In an account on HeritageHistory.com (http://tinyurl.com/tonquindone), here’s what happened, according to a Chehalis Indian named Lamanse, the Tonquin’s translator, who wandered into Astoria to tell the tale:
After leaving Astoria, the Tonquin headed north to buy furs for trade. Eventually they anchored off a large Nootka Indian village, known to be hostile. A previous American ship’s captain had insulted a native chieftain, and the ship was attacked and burned. The only two survivors were enslaved.
After that, ships entering their harbor traded with care. Then a second American ship’s captain took 12 Nootka hunters, saying he’d bring them back. He abandoned them on a barren island, instead. The Nootkas swore revenge on the next ship to come in — the Tonquin.

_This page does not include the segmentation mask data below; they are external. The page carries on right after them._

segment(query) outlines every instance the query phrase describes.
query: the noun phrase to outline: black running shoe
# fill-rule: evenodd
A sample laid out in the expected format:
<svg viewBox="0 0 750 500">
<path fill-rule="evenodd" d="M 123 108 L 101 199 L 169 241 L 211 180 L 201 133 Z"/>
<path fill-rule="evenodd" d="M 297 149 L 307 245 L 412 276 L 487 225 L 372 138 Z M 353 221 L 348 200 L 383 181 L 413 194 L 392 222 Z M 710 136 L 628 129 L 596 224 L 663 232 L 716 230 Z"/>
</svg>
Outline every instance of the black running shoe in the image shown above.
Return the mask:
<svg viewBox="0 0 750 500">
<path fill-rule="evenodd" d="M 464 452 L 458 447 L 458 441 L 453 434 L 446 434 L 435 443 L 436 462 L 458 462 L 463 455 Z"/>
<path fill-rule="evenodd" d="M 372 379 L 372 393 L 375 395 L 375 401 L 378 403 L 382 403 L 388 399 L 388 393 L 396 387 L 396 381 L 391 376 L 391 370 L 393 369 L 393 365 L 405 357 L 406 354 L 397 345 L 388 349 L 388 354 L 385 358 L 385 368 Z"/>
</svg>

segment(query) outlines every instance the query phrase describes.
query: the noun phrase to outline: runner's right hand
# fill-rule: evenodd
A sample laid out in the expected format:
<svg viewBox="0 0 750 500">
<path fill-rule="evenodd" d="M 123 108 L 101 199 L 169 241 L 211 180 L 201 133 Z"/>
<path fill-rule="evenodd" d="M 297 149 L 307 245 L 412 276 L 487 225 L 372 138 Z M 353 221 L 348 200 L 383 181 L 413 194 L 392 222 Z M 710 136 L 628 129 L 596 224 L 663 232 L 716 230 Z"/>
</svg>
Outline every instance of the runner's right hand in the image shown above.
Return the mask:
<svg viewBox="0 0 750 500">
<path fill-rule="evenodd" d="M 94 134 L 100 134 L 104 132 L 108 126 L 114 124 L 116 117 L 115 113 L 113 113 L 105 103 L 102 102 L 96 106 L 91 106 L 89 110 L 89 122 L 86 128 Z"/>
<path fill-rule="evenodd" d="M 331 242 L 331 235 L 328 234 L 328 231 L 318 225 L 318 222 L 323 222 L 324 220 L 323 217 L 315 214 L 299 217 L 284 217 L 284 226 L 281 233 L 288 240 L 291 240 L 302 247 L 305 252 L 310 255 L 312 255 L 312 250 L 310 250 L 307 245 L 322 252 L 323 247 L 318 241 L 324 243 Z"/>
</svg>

It didn’t help that the Tonquin’s captain, Jonathan Thorn, was, to put it bluntly, a nitwit. Things started off well with the Nootkas, but then Thorn thought the chief wanted too much money for his furs. Thorn insulted the chief, grabbed him by the scruff of the neck, and booted him off the ship.
The next day, dozens of seemingly unarmed Nootkas boarded the Tonquin with furs to trade, wanting hunting and butcher knives in exchange. Thorne’s greed overcame his common sense, and soon the newly armed Nootkas — plus several who had hidden war clubs and tomahawks in the furs — were swarming the ship and killing everyone in sight. Including Thorn.
Lamanse dove overboard and escaped. Five sailors, up in the rigging during the melee, came down and drove off the attackers with guns; four left in a boat, and were later captured and killed. The one sailor left, mortally wounded, stayed aboard the Tonquin and enticed the Nootkas to return and take whatever they wanted. When they did, he blew them, himself and the ship to smithereens. And so the Tonquin’s story ends with a bang. Literally.